Folks partied hard from Thursday to Monday. There was lots of dancing and copious consumption of booze and other substances, which led to people going home together and making bad decisions. But that was last month!
To kick off this month, I’m giving you three events that are full of art and culture and will help leave those fuzzy Halloween memories far behind. Unfortunately, I can’t help with the “I hooked up with my co-worker at a Halloween party” awkwardness!
You’ll have to work that out by yourself!
Tatreez & Tea Embroidery & Storytelling in the Palestine Diaspora Reading Series, Brooklyn Public Library Central Branch, 10 Grand Army Plaza, Nov 4th & 5th, 1pm-3pm
There’s more to Palestine than what you see on the evening news. It’s famous for its embroidery, and Wafa Ghnaim, in collaboration with Feryal Abbasi-Ghnaim, created a digital book to document, decode and preserve the meanings and stories behind traditional Palestinian embroidery designs.
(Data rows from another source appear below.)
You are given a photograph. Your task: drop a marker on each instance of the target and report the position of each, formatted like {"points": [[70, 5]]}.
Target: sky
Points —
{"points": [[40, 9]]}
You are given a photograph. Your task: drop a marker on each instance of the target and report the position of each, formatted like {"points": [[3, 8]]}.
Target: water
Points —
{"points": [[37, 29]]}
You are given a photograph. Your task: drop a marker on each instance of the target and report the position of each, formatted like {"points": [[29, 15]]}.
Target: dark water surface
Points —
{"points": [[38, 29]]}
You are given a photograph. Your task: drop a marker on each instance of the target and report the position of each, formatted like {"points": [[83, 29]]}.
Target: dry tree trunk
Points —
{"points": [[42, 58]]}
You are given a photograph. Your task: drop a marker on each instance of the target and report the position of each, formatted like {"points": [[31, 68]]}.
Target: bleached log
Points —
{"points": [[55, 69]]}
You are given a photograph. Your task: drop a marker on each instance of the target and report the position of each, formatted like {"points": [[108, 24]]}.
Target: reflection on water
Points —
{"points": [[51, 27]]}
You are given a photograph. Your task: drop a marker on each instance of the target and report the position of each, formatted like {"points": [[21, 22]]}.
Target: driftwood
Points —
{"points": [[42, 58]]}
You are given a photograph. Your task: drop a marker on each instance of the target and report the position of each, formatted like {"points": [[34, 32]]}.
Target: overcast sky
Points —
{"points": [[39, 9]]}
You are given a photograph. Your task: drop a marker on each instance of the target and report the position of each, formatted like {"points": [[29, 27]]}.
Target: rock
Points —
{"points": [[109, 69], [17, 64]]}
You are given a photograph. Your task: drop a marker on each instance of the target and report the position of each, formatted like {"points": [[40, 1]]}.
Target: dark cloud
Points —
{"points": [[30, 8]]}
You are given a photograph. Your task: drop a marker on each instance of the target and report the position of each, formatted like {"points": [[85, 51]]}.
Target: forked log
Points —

Visit the Facebook Event page for more info
Leroy Campbell, “The Fight Continues” Exhibition opening, Nov 5th, Richard Beavers Gallery, 408 Marcus Garvey Boulevard, free, 6pm-9pm (Bed Stuy)
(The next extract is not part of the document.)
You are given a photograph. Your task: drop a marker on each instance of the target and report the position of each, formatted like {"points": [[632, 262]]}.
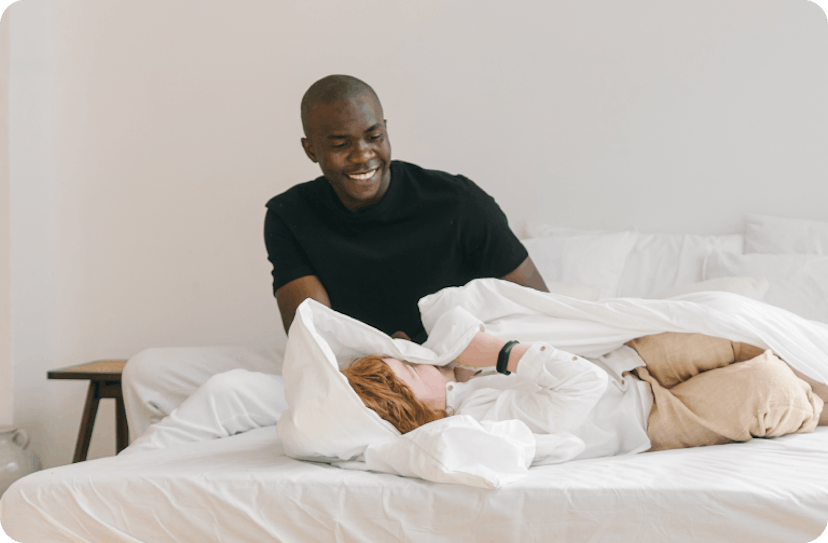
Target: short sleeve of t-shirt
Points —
{"points": [[284, 252], [490, 247]]}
Leroy Campbell is an important, African American artist. If you don’t know of him, go get a late pass and also read this right quick to catch up. He’s rooted in Gullah and Geeche culture and was heavily influenced by Romare Bearden, another influential, African American artist. Mr. Campbell is showing at Richard Beavers Gallery, and you should go. Opening reception is on the 5th and he’ll be signing his new coffee table book on Sunday, as well as discussing the making of it. Did you get that late pass? Ok, cool, now go to the Facebook event page for more info.
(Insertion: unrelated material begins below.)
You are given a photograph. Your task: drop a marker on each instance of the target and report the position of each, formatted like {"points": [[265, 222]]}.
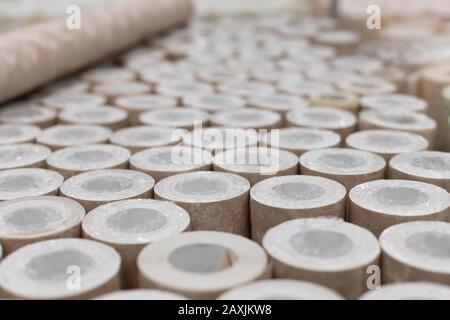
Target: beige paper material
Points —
{"points": [[40, 53]]}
Radiant Child, The Story Of Young Artist Jean Michele Basquiat, Community Book Store, 143 7th Avenue, November 6th, 11am-1pm, free (Park Slope)
Don’t let your pickneys grow up to be mouth breathers. Expose them to art at an early age, and this book reading is perfect, because it’s about the childhood of Jean Michele Basquiat. They can see themselves in a story of another child who grew up and became a world renowned artists. Created by author and illustrator Jakova Steptoe, this will be an excellent opportunity to expose the “yute” to art, through an enchanting afternoon reading.
Go here for more information.
And boom, there you go! Three things to bring some culture back into your life… Just make sure you’ve washed the glitter out your hair from last weekend and get out and enjoy the Brooklyn arts.